Police file charges in Canada HIV-tainted blood scandal

Police in Toronto filed 32 charges Wednesday against four doctors, the Red Cross, and a U.S. pharmaceutical company as the result of a five-year investigation of a scandal involving tainted blood that caused thousands of Canadians to become infected with HIV and hepatitis C. The charges include criminal negligence causing bodily harm, which carries a maximum 10-year prison sentence. Rod Knecht, who heads a Royal Canadian Mounted Police task force created to investigate the case, said further charges were possible. The tainted-blood scandal is considered one of the worst public health disasters in Canadian history, with 1,200 people getting infected with HIV and nearly 20,000 others contracting hepatitis C after receiving tainted blood and blood products in the 1980s. The charges stem from information showing that the agencies and individuals in question knew that blood and blood-clotting products being distributed were possibly contaminated and that blood products were not screened for pathogens even though screening technologies existed at the time. Canada's Red Cross began screening blood for HIV in 1985 and for hepatitis C in 1990. The Red Cross was charged Wednesday with six counts of common nuisance by endangering the public.
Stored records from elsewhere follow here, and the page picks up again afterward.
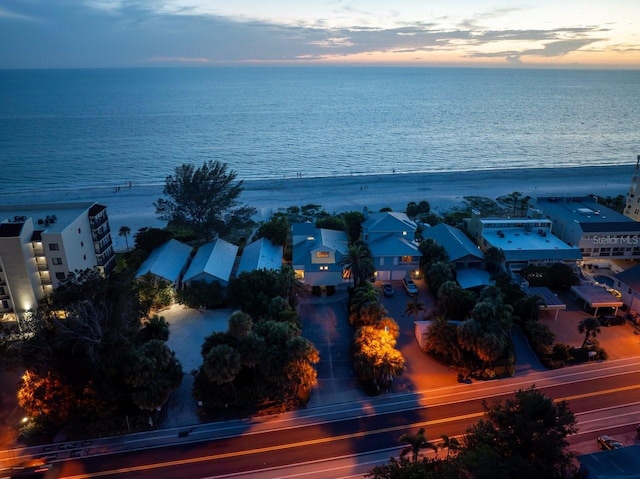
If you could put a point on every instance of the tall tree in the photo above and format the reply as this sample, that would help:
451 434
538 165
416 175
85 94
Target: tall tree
205 198
590 327
414 308
359 263
416 442
528 434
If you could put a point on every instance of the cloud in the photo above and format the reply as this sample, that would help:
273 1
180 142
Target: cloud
179 60
8 14
92 33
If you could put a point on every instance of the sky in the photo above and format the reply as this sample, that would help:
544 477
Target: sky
602 34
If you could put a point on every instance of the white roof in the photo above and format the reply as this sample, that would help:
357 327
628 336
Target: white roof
261 254
389 221
472 278
166 261
392 245
213 261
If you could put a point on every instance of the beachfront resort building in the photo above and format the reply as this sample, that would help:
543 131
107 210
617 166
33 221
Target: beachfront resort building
261 254
391 239
166 263
599 232
523 241
632 206
467 259
317 253
41 244
213 262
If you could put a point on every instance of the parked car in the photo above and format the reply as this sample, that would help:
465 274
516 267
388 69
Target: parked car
633 317
410 287
611 320
30 468
607 443
387 289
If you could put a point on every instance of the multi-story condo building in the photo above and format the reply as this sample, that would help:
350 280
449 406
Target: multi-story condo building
632 207
41 244
598 231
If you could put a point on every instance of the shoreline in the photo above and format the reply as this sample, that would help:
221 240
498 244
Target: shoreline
133 206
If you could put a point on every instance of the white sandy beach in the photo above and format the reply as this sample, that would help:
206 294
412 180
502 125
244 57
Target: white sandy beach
133 207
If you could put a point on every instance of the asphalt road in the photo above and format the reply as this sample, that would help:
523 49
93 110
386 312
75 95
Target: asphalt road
340 441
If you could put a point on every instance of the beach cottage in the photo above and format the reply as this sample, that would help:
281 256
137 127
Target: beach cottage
391 240
213 262
468 260
261 254
167 262
317 254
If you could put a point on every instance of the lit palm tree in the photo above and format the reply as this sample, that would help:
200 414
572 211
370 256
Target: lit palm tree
415 307
450 443
359 263
415 444
125 231
590 327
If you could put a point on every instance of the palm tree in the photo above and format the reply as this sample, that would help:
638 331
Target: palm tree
450 443
590 327
124 231
413 308
359 263
415 444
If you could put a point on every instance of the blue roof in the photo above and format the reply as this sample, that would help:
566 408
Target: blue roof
454 241
213 262
166 261
261 254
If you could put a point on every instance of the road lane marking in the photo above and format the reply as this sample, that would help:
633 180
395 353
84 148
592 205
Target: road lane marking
324 440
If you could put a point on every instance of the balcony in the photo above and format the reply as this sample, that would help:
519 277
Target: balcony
99 234
98 220
103 246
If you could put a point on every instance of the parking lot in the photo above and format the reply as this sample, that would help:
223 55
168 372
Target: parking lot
619 341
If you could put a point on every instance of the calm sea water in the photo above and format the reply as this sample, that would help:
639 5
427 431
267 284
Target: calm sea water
72 128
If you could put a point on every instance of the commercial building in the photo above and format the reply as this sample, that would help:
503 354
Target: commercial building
632 207
523 241
598 231
41 244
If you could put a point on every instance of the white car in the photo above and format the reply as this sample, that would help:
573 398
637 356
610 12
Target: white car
410 287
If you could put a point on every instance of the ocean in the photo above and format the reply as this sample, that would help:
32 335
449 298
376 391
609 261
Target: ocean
65 129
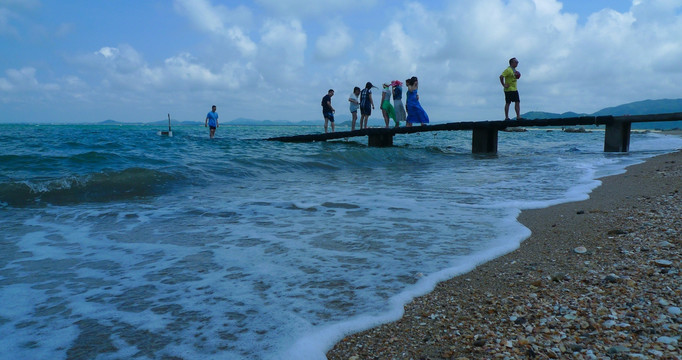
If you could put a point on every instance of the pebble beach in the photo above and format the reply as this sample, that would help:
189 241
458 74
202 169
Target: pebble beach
597 279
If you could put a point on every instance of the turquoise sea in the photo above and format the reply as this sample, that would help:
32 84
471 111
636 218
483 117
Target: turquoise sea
117 243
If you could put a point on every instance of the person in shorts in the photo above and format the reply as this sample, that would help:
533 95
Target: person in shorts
328 110
211 121
511 94
366 104
354 105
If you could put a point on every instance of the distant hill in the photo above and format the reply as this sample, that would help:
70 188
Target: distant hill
644 107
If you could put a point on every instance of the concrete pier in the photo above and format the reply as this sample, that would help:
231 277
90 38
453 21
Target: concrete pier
485 133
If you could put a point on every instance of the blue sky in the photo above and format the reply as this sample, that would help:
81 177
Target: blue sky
136 61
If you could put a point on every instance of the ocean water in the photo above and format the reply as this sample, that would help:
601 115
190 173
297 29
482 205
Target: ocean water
119 243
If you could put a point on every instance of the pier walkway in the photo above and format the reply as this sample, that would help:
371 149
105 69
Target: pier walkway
484 138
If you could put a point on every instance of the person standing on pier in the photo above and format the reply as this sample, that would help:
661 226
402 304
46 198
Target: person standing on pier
400 114
366 104
415 112
211 121
328 110
511 94
387 109
354 105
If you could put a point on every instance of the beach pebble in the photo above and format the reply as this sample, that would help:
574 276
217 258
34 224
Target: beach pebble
580 250
663 263
656 353
608 324
667 340
612 278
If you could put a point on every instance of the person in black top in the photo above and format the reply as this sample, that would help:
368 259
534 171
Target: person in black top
328 110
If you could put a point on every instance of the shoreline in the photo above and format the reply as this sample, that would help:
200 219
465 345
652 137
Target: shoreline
598 278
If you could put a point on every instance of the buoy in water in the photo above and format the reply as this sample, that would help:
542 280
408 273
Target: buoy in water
168 133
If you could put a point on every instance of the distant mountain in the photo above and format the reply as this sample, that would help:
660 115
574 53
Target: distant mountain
534 115
644 107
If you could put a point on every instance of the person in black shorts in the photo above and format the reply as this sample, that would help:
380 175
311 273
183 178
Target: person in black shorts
366 104
328 110
511 94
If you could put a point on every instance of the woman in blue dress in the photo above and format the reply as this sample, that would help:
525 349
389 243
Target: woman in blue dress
415 112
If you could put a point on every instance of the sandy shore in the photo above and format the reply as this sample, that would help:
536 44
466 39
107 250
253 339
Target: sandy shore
597 279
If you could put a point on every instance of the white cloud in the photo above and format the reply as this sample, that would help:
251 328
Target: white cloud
281 52
220 21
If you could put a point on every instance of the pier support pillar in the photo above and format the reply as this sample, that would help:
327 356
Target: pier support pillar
380 140
484 141
617 137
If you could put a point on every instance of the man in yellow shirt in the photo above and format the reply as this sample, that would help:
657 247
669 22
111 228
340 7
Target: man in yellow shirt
511 94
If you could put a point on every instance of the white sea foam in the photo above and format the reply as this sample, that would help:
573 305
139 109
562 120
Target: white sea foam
281 264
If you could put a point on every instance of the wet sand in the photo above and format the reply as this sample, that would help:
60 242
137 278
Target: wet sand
597 279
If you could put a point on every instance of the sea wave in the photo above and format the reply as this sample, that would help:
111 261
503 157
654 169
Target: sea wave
99 187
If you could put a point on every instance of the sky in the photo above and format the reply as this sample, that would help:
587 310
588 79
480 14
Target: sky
138 60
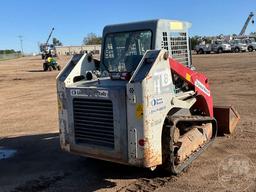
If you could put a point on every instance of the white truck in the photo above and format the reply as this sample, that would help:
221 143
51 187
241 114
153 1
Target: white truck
238 46
251 44
217 46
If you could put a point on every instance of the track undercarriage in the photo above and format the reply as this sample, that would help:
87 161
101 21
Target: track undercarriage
185 138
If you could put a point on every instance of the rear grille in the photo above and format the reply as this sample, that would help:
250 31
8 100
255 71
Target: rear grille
93 122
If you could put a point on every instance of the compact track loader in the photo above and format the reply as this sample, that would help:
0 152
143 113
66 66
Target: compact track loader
143 104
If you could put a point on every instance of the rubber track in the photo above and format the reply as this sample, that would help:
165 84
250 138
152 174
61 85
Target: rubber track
151 184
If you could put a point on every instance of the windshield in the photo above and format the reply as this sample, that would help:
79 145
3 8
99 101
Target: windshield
123 51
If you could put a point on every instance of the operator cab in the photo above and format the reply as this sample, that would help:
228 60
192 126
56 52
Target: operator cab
125 44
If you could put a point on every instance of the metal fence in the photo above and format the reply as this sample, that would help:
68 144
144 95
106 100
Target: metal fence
10 56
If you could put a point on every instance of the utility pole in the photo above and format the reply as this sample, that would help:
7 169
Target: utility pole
21 44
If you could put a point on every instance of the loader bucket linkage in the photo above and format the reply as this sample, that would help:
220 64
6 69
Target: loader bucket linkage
227 118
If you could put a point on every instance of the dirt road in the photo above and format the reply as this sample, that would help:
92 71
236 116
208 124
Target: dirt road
28 124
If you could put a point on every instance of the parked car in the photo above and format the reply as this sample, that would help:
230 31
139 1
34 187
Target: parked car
251 44
238 46
219 46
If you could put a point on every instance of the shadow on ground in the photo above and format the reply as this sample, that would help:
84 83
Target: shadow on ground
35 71
40 165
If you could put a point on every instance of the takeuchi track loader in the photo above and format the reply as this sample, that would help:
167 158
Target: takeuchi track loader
143 104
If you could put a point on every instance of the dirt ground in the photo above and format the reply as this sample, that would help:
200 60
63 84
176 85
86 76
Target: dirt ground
28 124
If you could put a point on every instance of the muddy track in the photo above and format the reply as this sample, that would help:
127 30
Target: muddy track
41 183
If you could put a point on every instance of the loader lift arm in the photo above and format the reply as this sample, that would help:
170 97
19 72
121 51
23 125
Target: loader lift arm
198 81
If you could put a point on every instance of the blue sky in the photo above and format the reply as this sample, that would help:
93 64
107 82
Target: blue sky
74 19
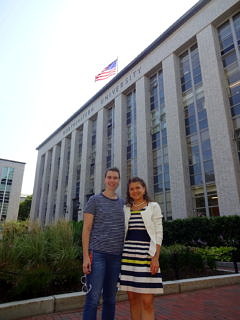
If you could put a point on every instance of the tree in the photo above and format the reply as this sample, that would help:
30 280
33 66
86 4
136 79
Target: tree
24 208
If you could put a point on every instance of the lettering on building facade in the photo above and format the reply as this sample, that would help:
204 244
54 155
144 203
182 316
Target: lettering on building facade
112 93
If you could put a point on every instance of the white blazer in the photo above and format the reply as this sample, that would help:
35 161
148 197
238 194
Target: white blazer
152 218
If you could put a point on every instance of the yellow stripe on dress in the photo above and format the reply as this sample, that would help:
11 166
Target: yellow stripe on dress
135 261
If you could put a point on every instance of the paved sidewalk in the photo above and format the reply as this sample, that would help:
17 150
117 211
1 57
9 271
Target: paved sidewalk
222 303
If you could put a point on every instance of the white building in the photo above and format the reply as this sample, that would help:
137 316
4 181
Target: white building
171 116
11 175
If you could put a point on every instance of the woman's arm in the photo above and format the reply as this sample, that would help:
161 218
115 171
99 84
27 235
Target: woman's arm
87 228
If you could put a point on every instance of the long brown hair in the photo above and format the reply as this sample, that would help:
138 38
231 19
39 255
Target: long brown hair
129 200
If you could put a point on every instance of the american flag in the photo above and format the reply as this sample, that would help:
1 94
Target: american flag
107 72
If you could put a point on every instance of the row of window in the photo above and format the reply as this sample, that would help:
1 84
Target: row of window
201 169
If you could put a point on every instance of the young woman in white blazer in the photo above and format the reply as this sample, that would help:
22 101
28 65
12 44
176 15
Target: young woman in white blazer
140 273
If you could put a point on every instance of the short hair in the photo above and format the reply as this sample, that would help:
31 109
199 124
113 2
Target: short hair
129 200
115 169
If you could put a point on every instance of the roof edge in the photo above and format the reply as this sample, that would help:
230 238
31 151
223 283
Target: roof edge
186 16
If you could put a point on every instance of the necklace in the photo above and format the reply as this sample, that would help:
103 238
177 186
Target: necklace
139 205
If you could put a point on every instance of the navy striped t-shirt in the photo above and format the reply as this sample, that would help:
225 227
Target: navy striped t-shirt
107 234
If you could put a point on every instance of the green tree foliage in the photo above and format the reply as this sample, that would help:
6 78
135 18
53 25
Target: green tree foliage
24 208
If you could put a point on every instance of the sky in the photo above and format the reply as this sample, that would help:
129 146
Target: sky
50 53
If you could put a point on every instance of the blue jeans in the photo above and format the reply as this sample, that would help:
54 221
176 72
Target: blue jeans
102 280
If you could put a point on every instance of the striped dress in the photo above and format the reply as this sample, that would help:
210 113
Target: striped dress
135 269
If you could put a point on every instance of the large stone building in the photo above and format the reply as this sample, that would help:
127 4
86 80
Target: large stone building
171 116
11 175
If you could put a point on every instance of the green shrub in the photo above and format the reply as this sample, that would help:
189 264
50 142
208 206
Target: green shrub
202 231
35 261
179 261
218 254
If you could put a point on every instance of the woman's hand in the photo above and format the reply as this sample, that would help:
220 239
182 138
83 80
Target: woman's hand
87 264
154 265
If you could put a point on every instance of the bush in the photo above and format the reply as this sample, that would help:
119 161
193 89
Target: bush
36 261
177 261
202 231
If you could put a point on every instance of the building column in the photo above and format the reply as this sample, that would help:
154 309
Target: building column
120 142
72 173
52 181
181 194
144 150
84 165
100 151
34 213
61 180
45 187
221 131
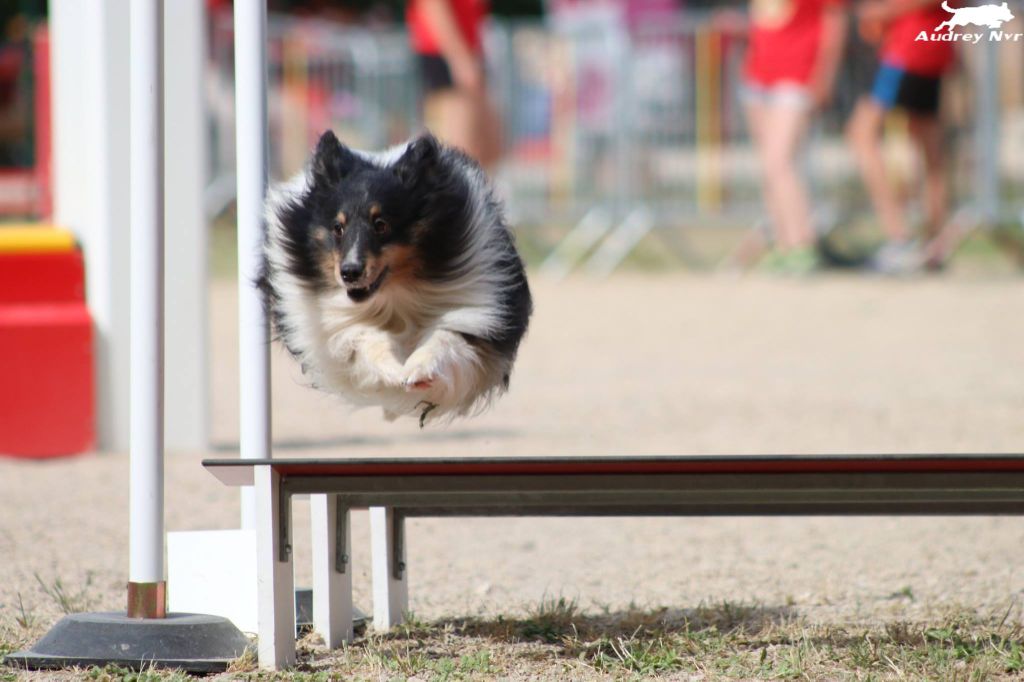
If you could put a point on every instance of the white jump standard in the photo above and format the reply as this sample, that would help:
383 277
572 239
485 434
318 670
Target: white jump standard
145 635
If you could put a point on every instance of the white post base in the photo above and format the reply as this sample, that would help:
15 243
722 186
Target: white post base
390 578
214 572
332 549
274 578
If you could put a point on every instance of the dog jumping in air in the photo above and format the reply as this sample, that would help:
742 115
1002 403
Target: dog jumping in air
393 279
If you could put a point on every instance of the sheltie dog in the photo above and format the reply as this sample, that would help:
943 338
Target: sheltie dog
393 280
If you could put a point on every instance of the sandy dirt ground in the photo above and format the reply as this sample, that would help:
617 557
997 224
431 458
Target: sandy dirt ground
633 365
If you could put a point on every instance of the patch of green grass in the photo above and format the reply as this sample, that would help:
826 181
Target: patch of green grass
67 600
118 674
550 621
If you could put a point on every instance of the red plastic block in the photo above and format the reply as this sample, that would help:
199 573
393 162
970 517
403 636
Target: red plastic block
42 278
46 382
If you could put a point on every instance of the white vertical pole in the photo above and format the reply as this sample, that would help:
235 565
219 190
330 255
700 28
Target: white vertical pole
390 586
332 573
146 418
89 68
251 156
274 577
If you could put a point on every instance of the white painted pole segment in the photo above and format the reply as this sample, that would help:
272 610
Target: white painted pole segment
332 589
251 162
146 415
274 578
390 593
89 68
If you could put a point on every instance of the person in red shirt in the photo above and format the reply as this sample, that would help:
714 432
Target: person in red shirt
794 52
908 78
446 38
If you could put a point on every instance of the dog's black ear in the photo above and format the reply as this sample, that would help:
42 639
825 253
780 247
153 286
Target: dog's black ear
332 161
420 161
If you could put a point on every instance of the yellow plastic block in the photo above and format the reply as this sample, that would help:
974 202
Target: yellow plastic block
35 239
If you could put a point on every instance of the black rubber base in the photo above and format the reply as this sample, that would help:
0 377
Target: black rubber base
192 642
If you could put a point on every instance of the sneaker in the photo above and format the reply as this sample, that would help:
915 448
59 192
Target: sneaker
803 260
897 258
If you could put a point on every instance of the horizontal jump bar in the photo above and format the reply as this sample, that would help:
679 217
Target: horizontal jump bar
240 472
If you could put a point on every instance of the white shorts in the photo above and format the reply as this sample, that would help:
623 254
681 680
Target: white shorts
788 94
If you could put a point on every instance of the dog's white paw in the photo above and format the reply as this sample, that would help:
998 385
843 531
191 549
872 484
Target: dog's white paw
422 372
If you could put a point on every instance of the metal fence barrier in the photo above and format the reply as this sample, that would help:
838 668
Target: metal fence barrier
615 130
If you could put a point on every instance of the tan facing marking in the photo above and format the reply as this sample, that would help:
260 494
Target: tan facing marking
401 259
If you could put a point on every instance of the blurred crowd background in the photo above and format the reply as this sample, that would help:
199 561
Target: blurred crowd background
624 131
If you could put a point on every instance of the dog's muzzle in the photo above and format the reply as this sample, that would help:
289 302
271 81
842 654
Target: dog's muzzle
353 279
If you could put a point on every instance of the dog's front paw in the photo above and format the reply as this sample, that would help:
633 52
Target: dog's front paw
422 372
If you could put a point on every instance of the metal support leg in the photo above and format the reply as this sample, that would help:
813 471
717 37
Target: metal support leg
390 578
332 548
274 579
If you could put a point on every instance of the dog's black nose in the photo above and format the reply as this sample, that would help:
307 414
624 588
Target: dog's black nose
351 272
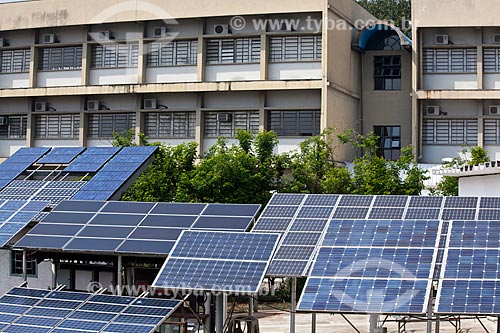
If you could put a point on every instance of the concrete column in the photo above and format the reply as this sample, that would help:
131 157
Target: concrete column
201 51
264 58
293 297
199 123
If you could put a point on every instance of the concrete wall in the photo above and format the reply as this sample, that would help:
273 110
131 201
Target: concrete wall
7 282
387 108
479 186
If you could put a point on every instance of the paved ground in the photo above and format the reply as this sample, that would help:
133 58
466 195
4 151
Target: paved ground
279 322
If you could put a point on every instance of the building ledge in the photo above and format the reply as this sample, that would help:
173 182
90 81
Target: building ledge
458 94
153 88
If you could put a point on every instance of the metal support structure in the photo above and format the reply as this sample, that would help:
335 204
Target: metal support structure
119 276
220 312
25 267
293 296
373 323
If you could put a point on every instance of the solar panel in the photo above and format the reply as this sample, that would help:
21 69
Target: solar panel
58 311
218 261
115 173
61 155
127 227
15 216
373 267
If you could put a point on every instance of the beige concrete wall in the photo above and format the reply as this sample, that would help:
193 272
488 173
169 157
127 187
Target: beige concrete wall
454 13
52 13
387 108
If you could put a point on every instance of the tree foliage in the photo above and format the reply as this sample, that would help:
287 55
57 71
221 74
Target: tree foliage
397 12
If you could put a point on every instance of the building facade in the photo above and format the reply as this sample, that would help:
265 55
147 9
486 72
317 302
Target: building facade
71 75
456 78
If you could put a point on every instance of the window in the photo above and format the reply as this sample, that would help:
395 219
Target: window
491 60
170 124
15 128
115 55
295 48
450 60
387 73
15 61
450 131
173 53
57 126
294 122
389 146
233 50
60 58
104 125
16 264
245 120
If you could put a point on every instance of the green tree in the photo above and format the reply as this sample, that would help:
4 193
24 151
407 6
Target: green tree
243 173
448 186
397 12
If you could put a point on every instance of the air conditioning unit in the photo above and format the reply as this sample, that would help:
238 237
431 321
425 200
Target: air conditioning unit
432 110
104 35
40 107
48 39
494 110
93 105
441 40
223 117
159 32
221 29
150 104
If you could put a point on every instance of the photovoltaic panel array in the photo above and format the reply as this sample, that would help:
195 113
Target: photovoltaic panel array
116 173
92 159
218 261
18 162
470 277
43 311
370 266
15 216
130 227
61 155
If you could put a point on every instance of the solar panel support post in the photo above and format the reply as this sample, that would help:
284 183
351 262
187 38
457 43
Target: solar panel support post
119 276
25 266
293 305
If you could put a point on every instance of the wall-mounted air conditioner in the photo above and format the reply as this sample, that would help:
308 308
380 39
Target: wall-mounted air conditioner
48 39
159 32
93 105
150 104
432 110
221 29
494 110
223 117
40 107
441 40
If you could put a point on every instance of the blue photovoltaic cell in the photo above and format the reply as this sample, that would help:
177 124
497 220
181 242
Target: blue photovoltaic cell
475 234
468 297
61 155
378 296
119 169
217 261
383 233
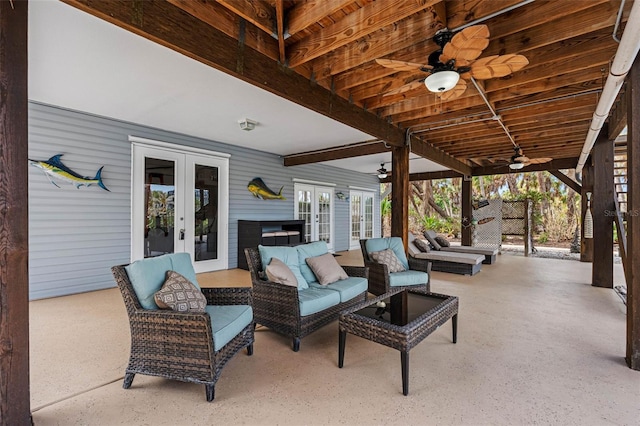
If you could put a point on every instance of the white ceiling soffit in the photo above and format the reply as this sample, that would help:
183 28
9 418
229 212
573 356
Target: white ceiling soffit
83 63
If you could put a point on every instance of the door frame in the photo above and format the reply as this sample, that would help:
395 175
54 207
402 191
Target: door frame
173 151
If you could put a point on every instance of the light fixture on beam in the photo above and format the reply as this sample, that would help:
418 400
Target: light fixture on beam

Also charged was the Armour pharmaceutical company, a subsidiary of New Jersey-based Rhone-Poulenc Rorer, which faces three counts of criminal negligence causing bodily harm, one count of common nuisance, and one count of failure to notify under the Food and Drug Act. Criminal negligence and common nuisance charges were also filed against four doctors--Michael Rodell, former Armour vice president; Roger Perrault, former director of the blood transfusion service of the Canadian Red Cross; John Furesz, former director of the Bureau of Biologics at Health Canada; and Wark Boucher, former chief of the blood products division of the Bureau of Biologics.